If you want to contact me or feel even a little bit suicidal feel free to add me, im always ready to help you feel better! You can find me on Steam, Skidrom#5415 on Discord.Recently I created an account on Last.fm so I can store quality music for dark days.


my life is basically a battle  between me and my own demons of depression and anxiety.
  the feeling that you're just floating in a room thinking that death's coming - thats how i explain the so called depersonalization
  maybe im not like the others.i always thought i differ from my classmates. i thought my way of thinking was unique. 
  feeling unsafe at your own home.feeling that you're not yourself. obsessed with the feeling that nothing is real.
  i still pretend to be a bright and happy person.im afraid of my relatives reaction when they see whats behind that mask.
  a kid locked in a cage.
  
"The man's beside himself, man's below himself
Man's behind himself, Am I inside myself"

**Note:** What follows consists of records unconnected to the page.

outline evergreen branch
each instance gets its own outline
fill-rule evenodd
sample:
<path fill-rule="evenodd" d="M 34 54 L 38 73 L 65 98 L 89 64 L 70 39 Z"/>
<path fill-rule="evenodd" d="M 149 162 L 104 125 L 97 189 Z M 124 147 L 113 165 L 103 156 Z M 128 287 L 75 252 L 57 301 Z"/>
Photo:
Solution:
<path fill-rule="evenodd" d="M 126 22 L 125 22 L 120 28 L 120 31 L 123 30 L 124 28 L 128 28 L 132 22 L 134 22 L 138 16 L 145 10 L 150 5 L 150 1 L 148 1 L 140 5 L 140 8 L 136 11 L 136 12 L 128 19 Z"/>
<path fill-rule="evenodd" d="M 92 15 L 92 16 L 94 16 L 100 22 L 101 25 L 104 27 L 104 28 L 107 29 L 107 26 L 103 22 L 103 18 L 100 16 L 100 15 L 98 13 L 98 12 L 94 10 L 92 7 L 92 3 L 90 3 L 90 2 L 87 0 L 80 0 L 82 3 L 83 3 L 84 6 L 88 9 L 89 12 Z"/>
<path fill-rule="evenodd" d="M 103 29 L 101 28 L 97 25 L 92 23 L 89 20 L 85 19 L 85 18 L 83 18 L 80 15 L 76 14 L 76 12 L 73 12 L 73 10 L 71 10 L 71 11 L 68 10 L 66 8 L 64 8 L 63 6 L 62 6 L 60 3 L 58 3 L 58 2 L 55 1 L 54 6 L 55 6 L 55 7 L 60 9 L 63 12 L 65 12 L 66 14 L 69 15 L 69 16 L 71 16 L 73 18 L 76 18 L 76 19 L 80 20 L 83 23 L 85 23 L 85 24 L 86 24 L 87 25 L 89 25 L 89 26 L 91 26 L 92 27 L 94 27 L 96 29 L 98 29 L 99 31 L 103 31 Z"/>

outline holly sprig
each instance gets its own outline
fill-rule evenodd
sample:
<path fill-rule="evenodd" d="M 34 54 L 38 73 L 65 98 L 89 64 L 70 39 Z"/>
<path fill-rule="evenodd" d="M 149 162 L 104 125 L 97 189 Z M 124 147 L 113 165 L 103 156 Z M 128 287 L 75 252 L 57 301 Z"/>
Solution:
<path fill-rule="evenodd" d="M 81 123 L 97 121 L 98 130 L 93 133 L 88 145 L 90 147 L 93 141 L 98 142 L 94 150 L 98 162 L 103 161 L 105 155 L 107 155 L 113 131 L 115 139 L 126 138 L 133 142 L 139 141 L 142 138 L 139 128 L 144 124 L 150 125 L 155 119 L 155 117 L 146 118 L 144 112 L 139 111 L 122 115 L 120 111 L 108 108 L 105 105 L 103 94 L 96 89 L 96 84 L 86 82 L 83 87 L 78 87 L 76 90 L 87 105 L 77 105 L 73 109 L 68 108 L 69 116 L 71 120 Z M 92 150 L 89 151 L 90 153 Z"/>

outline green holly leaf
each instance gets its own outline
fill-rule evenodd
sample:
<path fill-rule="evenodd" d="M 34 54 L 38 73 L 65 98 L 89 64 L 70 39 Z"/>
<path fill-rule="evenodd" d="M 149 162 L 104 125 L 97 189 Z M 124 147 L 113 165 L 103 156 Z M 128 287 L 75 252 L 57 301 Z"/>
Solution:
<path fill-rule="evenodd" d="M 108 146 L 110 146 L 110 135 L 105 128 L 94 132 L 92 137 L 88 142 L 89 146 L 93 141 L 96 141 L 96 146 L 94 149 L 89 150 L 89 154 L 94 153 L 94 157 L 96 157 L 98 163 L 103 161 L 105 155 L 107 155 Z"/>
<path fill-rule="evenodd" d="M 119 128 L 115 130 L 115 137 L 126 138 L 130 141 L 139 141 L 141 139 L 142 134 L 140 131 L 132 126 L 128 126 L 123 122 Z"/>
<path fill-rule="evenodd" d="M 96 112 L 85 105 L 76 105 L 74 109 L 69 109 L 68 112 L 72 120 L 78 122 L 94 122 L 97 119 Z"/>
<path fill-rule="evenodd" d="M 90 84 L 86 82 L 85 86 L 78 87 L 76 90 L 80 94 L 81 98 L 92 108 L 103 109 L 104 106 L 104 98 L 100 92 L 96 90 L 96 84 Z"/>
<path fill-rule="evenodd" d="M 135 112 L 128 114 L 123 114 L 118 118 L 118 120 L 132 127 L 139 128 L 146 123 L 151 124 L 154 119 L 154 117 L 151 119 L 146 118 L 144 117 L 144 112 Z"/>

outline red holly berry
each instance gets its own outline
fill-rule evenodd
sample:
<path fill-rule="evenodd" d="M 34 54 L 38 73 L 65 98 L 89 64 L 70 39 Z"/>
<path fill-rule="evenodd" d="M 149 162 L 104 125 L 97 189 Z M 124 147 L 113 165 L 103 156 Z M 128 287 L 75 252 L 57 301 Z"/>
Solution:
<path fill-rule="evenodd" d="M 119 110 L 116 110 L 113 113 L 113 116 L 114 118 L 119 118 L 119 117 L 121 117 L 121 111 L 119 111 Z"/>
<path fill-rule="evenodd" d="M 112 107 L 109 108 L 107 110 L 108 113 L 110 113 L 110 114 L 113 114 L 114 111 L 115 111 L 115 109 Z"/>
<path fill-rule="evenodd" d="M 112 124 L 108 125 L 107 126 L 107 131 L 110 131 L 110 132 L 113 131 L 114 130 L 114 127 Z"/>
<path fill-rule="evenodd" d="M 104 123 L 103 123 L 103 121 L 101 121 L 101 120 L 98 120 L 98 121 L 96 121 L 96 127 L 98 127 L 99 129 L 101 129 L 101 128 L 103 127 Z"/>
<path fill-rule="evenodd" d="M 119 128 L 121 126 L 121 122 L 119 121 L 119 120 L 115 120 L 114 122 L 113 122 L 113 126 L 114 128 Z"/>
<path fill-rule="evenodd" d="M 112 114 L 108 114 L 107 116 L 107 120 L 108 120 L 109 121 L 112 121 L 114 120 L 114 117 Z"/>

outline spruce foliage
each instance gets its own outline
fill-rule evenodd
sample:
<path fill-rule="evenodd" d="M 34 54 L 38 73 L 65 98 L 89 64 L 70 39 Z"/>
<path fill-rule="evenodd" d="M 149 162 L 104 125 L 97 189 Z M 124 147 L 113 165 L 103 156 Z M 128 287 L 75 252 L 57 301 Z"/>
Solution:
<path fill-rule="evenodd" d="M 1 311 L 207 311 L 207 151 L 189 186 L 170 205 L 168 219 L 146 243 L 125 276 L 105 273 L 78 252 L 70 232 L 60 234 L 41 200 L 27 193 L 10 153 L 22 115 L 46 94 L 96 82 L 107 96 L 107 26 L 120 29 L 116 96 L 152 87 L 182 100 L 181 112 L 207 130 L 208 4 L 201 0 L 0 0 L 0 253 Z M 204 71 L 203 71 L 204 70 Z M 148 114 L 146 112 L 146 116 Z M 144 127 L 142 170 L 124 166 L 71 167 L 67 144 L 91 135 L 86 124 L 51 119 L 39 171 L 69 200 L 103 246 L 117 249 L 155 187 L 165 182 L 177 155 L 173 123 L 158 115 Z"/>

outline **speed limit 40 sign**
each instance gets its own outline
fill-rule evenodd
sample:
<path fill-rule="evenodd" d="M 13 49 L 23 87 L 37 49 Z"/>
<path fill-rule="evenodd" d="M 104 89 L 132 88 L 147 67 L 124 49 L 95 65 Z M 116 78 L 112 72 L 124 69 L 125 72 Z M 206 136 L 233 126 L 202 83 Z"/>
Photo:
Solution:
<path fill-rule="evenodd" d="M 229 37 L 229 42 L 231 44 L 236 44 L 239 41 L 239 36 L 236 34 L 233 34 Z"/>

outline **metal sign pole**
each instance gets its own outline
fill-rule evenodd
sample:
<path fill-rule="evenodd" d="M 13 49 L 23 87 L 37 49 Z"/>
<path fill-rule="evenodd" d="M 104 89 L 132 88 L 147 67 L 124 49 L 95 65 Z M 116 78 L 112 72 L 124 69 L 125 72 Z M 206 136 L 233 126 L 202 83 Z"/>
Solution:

I had a trouble-free childhood.I am grateful for having such caring parents.
I used to be so communicative and had many friends.We played a lot.
A healthy kid with careless childhood. What could possibly go wrong i once told myself.
As puberty began I started getting random panic attacks.I was afraid of going out.I felt safe at home.
I ruined many friendships by refusing to go out with my friends like I used to. I isolated myself from them.
Video games were here when no one else was.I fell in love with them. I played a lot for a year or two which led to me gaining weight.It was embarrasing.
As time went by I got depressed.I searched on the web about my panic attacks and the weird feeling of being disconnected from the world.
The most accurate answer I found : Depersonalization . I wouldn't call it a mental illness but a mental state of mind.
Meanwhile, my vision worsened so I started waring glasses. I fell inlove with a girl from school but she rejected me.
To be honest, I thought that I just have to end my miserable life.
The only thing that stopped me was the fact that I didn't want to hurt my family.I didn't want to be an egoist.
I always put my family's health first.I am ready to die for them just so they can be okay.
I discovered the real music.The music you can relate to.The thing that kept me going. I improved my grades.
I started socializing a bit more often, i just wanted to make my parents happy.That was the most important thing in my life.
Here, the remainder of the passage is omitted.